Jan 24, 2005 | AP A group of doctors say they'll no longer accept free coffee mugs, pens or other trinkets and free lunches from pharmaceutical representatives in an effort to keep their brand names in view, along with hopes the doctors will prescribe the drugs.

"It's just plain ethically wrong and it's designed to color our judgment," Dr. Dean Abramson of Gastroenterologists P.C. said of the practice. "I don't think patients realize how much drug companies spend on this."

According to a report by the California Public Interest Research Group, U.S. spending on "detailing" efforts by drug representatives to reach doctors directly totals nearly $5 billion annually, costs that are passed on to consumers.
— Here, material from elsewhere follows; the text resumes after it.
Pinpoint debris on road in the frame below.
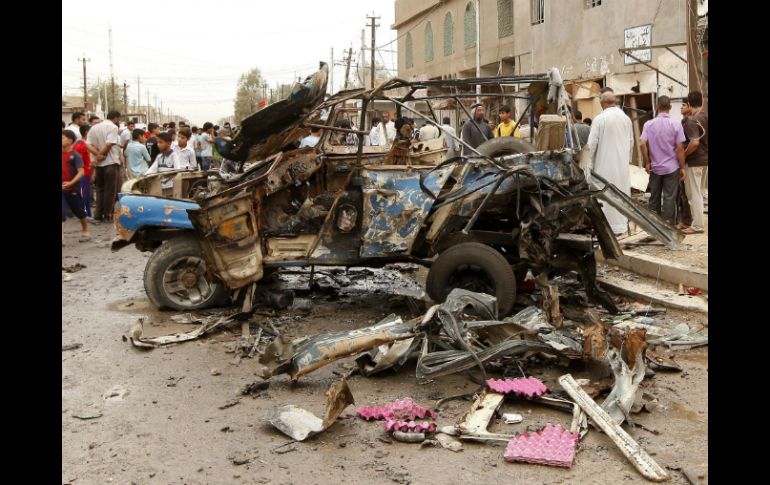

A notice posted at the Cedar Rapids office notes the "exorbitant" price patients pay for drugs, adding: "Although we are fully aware that discontinuing our lunches will not lower this cost, we feel it is necessary for our company to do so."

The American Medical Association guidelines, which govern what doctors can accept, include items valued under $100 and the lunches drug representatives bring to office staffs.

The six Gastroenterologists P.C. doctors voted last month to no longer accept the trinkets and lunches or meet with drug representatives who come to the office.

Pharmaceutical companies bring speakers to the dinners to provide physicians with the latest health information. But Abramson sees it differently.

"It's a bribe," he said.

If doctors across the country chose to no longer accept the lunches and gifts, it might make a difference, Abramson said, adding "I'd like to see doctors everywhere say, 'We don't need a free lunch.'"

Drug industry officials disagree.

Ed Sagebiel, spokesman for Eli Lilly & Co., the maker of Prozac, said the pharmaceutical company spends more on research and development in one week than it does in a whole year on advertising.

According to the Pharmaceutical Research and Manufacturers of America, the pharmaceutical industry invested an estimated $33.2 billion in 2003 to develop new treatments for diseases, or nearly 18 percent of domestic sales on research and development, a higher ratio than any other U.S. industry.

Sagebiel said what Gastroenterologists P.C. has done is rare; most doctors value the role sales representatives play in providing useful product information.